I need not dwell further on the difficulties of the details. Any one who reads the Disarmament Treaty drawn up at the Washington Conference will appreciate something of their nature; but, looking at the matter from the larger point of view, there is a question of real statesmanship involved. The possible field to be covered by a general conference on disarmament cannot perhaps be limited; but the extent to which the first discussion shall go will determine its success or failure. If it attempts to go too far, that will be fatal; if, on the other hand, the attempt is only to go a short distance now and to continue on the road further later on, the Conference may be a success, despite the fact that it will meet with the criticisms of those who want to do everything at once.

The question of a permanent, or rather of a recurrent, Conference on Disarmament, as proposed by the so-called American Plan,[[6]] is one that is inevitably bound to come up at any such Conference, for whatever the Conference does or whatever it tries to do, it will have to leave much undone. Many questions will remain open, many changes of the future will not be foreseen, and those who meet in the Conference will see when they end their work that they have only begun it.

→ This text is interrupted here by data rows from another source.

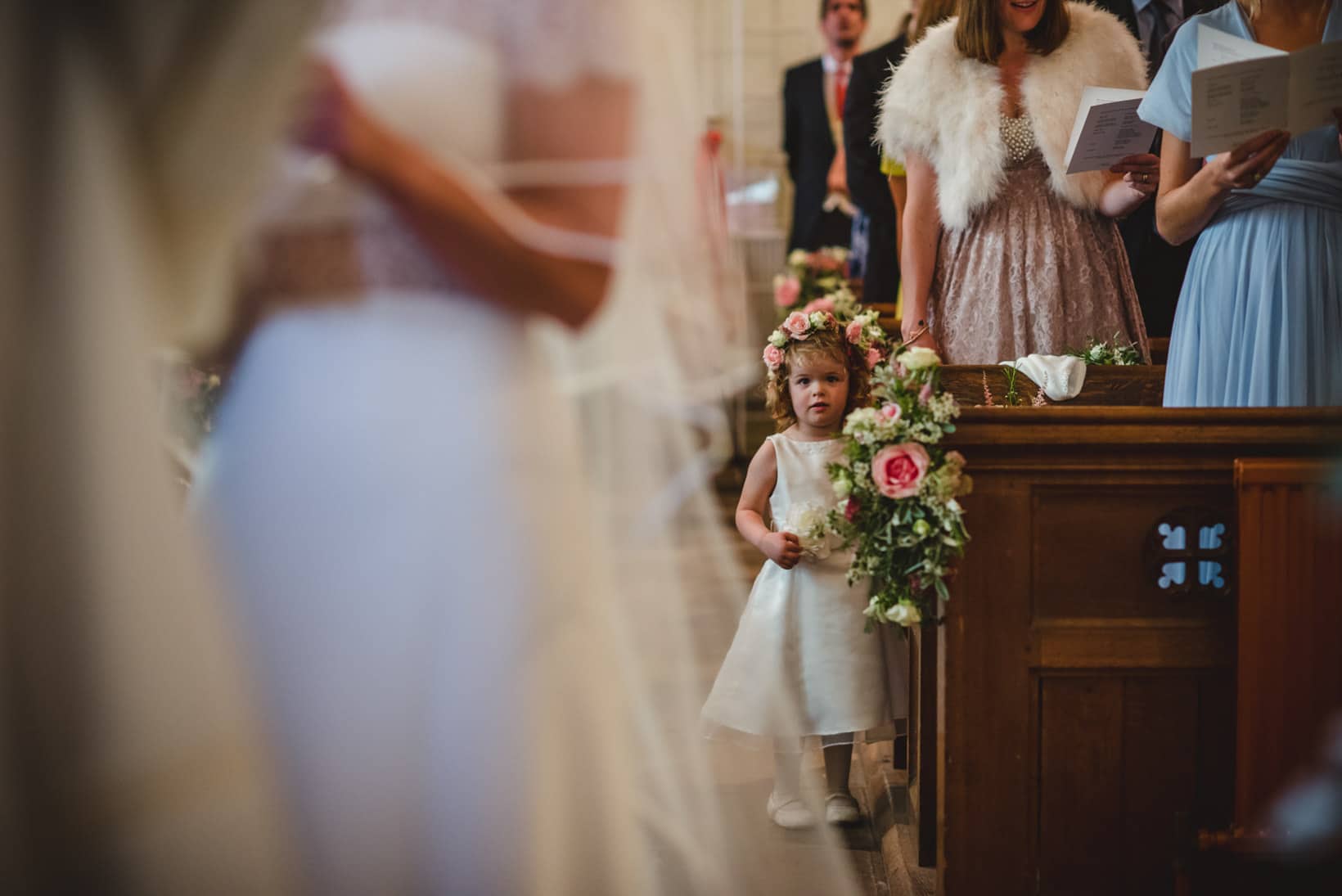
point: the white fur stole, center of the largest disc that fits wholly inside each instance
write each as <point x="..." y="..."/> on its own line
<point x="947" y="107"/>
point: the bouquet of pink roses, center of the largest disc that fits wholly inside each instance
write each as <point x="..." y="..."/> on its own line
<point x="816" y="282"/>
<point x="897" y="491"/>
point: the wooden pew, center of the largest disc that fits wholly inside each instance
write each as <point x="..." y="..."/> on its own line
<point x="1088" y="659"/>
<point x="1290" y="623"/>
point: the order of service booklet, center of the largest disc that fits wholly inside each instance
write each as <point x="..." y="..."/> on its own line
<point x="1241" y="89"/>
<point x="1107" y="129"/>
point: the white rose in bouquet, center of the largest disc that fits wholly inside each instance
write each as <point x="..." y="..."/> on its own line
<point x="809" y="522"/>
<point x="918" y="358"/>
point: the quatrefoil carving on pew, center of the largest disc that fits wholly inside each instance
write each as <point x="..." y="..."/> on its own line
<point x="1191" y="553"/>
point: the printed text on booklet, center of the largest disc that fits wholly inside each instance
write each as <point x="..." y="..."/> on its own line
<point x="1107" y="130"/>
<point x="1241" y="89"/>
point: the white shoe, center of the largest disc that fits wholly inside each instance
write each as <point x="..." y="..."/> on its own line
<point x="790" y="812"/>
<point x="840" y="809"/>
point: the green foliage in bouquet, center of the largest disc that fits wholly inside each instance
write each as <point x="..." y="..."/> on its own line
<point x="816" y="282"/>
<point x="1113" y="353"/>
<point x="898" y="490"/>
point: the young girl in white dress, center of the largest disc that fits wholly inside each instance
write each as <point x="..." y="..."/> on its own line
<point x="801" y="667"/>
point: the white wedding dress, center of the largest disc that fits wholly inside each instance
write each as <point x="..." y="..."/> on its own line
<point x="477" y="648"/>
<point x="394" y="484"/>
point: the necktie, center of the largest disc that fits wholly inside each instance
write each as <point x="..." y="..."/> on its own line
<point x="1157" y="12"/>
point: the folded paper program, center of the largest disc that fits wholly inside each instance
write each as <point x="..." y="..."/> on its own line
<point x="1059" y="376"/>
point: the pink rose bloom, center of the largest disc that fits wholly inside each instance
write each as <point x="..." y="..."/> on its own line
<point x="898" y="470"/>
<point x="786" y="291"/>
<point x="851" y="509"/>
<point x="797" y="323"/>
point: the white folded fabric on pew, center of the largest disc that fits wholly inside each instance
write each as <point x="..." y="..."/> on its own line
<point x="1061" y="376"/>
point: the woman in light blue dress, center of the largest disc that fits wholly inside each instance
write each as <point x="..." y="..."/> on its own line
<point x="1259" y="321"/>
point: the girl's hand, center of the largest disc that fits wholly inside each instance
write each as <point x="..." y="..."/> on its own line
<point x="1247" y="164"/>
<point x="782" y="549"/>
<point x="1141" y="172"/>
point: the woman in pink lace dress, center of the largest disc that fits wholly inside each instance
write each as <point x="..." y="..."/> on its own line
<point x="1006" y="254"/>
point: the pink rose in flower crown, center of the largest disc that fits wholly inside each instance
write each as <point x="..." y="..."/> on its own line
<point x="796" y="325"/>
<point x="786" y="291"/>
<point x="898" y="470"/>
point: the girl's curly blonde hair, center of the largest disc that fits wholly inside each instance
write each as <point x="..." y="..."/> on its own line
<point x="830" y="344"/>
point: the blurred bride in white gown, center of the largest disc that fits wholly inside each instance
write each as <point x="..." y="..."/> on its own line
<point x="457" y="554"/>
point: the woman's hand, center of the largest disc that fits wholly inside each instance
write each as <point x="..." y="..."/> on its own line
<point x="782" y="549"/>
<point x="1247" y="164"/>
<point x="1138" y="178"/>
<point x="335" y="122"/>
<point x="916" y="334"/>
<point x="1141" y="172"/>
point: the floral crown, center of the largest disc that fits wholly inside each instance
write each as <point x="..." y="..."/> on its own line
<point x="863" y="335"/>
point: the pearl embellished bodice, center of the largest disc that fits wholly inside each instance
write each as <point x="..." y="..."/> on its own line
<point x="1019" y="137"/>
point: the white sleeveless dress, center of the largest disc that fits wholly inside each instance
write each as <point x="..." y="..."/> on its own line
<point x="801" y="664"/>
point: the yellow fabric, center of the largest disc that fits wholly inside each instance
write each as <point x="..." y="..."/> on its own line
<point x="890" y="168"/>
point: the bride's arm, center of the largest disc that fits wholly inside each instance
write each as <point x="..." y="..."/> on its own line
<point x="484" y="255"/>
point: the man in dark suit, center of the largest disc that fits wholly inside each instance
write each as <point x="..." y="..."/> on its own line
<point x="870" y="189"/>
<point x="813" y="104"/>
<point x="1157" y="268"/>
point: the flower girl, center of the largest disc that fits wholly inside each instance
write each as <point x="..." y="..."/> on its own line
<point x="800" y="665"/>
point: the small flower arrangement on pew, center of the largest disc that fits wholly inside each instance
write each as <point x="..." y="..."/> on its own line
<point x="898" y="491"/>
<point x="816" y="282"/>
<point x="1109" y="353"/>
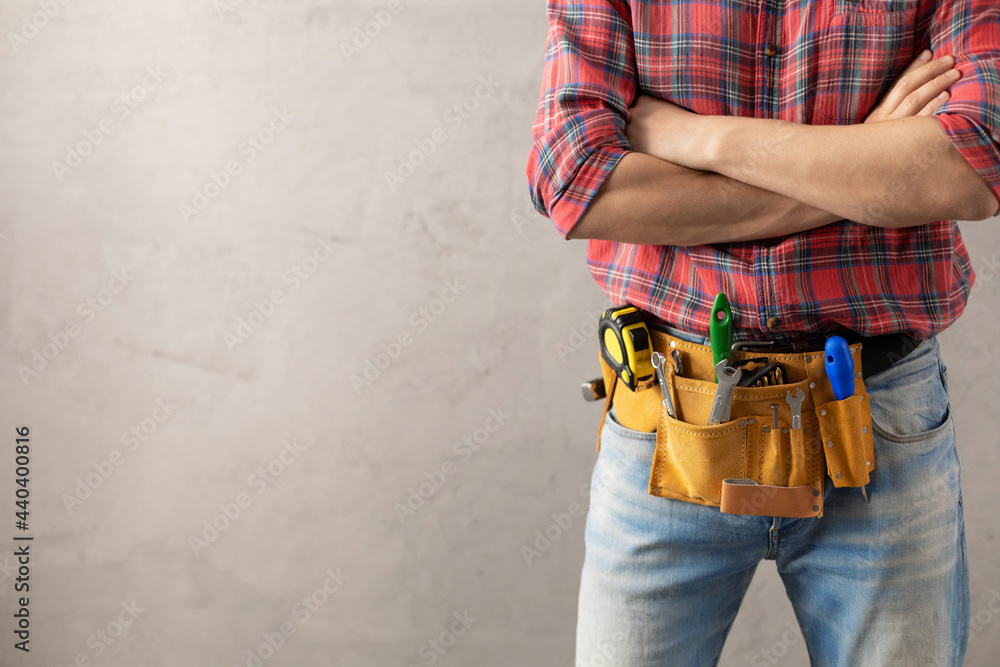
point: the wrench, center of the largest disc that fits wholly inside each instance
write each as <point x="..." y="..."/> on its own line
<point x="722" y="405"/>
<point x="795" y="403"/>
<point x="657" y="359"/>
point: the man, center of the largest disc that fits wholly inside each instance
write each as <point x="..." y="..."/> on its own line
<point x="809" y="159"/>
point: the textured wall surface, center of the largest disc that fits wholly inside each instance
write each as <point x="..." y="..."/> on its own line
<point x="279" y="398"/>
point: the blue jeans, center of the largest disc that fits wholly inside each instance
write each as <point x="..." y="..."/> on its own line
<point x="884" y="583"/>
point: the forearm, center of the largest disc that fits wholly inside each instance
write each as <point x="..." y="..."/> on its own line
<point x="893" y="173"/>
<point x="648" y="201"/>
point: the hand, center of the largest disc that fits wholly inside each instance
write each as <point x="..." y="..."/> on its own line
<point x="919" y="90"/>
<point x="663" y="129"/>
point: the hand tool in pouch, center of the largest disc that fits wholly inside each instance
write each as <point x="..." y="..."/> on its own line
<point x="626" y="346"/>
<point x="658" y="361"/>
<point x="722" y="405"/>
<point x="840" y="370"/>
<point x="720" y="330"/>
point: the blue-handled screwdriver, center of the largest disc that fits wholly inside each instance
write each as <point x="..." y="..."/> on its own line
<point x="840" y="370"/>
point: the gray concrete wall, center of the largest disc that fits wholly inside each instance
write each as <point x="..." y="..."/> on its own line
<point x="200" y="359"/>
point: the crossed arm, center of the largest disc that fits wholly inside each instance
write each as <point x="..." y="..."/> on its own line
<point x="693" y="179"/>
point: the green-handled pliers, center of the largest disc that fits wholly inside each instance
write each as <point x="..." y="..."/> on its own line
<point x="720" y="330"/>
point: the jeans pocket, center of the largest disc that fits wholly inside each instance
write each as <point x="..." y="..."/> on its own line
<point x="909" y="400"/>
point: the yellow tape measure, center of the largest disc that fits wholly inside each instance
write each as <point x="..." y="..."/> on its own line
<point x="626" y="346"/>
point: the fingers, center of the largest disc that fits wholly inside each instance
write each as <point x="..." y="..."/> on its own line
<point x="919" y="85"/>
<point x="929" y="94"/>
<point x="934" y="105"/>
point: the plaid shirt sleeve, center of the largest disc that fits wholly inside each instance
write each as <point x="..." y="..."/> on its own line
<point x="588" y="83"/>
<point x="970" y="31"/>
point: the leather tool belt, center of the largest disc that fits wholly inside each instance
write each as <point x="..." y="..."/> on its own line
<point x="751" y="464"/>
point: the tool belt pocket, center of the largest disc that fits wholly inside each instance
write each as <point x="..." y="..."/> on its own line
<point x="846" y="435"/>
<point x="750" y="464"/>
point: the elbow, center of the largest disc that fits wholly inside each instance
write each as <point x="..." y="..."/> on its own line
<point x="971" y="200"/>
<point x="980" y="204"/>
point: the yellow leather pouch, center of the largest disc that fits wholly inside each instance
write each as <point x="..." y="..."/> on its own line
<point x="755" y="462"/>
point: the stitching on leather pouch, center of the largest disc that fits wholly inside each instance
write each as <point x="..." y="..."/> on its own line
<point x="743" y="459"/>
<point x="735" y="427"/>
<point x="761" y="448"/>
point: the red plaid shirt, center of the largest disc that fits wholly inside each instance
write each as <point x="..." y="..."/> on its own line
<point x="834" y="60"/>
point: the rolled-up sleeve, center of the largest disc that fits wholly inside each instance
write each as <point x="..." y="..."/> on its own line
<point x="588" y="83"/>
<point x="970" y="31"/>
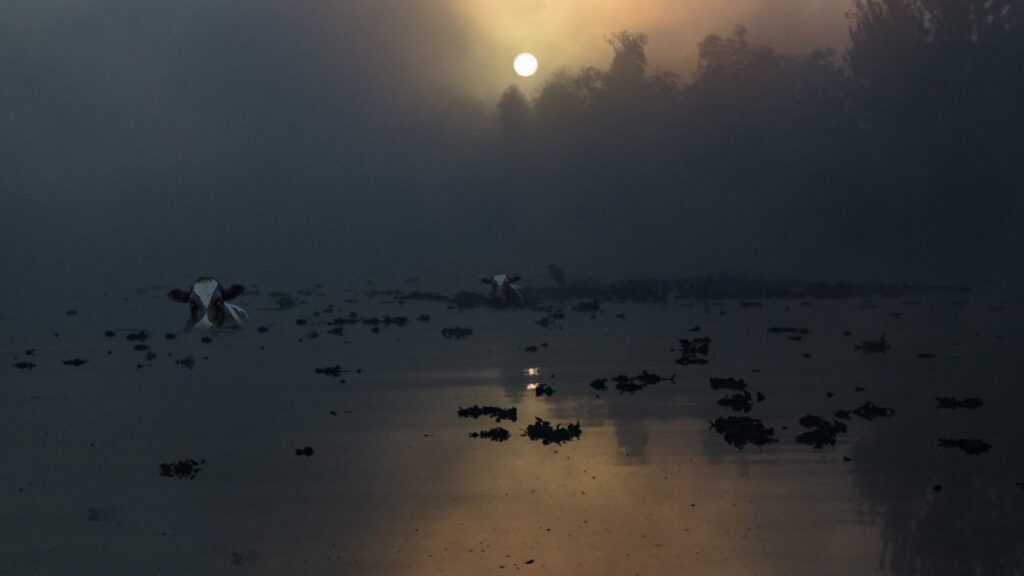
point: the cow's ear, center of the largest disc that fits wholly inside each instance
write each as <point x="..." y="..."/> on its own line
<point x="233" y="292"/>
<point x="178" y="295"/>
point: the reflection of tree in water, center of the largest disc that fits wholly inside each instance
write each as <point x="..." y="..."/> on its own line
<point x="973" y="525"/>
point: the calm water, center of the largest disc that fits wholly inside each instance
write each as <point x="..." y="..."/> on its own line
<point x="396" y="485"/>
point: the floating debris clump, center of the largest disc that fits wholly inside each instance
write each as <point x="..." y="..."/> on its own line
<point x="739" y="402"/>
<point x="740" y="430"/>
<point x="543" y="430"/>
<point x="182" y="468"/>
<point x="494" y="435"/>
<point x="693" y="351"/>
<point x="820" y="433"/>
<point x="497" y="413"/>
<point x="971" y="446"/>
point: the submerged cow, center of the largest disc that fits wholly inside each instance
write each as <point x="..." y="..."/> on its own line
<point x="504" y="290"/>
<point x="208" y="305"/>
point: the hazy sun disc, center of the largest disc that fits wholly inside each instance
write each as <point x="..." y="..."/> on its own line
<point x="525" y="65"/>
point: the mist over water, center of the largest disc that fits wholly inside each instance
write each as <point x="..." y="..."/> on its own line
<point x="762" y="309"/>
<point x="326" y="140"/>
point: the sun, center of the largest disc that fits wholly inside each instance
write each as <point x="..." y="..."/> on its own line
<point x="524" y="65"/>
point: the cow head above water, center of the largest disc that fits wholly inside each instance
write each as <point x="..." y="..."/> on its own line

It is also to be noted again that the Conference is to fix the period within which the plan of reduction which it adopts is to be carried out. If within that time the plan is not carried out, the Council is to make a declaration rendering the Protocol null and void. The Conference is also to lay down the grounds on which the Council may make such a declaration.

In other words, the Protocol itself is to depend wholly upon the work of the Conference; it is to the Conference that the whole responsibility is transferred. If the Conference does not adopt the plan, and then if that plan is not carried out[[7]] within the time and on the conditions that the Conference declares, the Protocol falls.

Never, I venture to say, has any important treaty ever been drawn up depending upon a more impressive condition subsequent.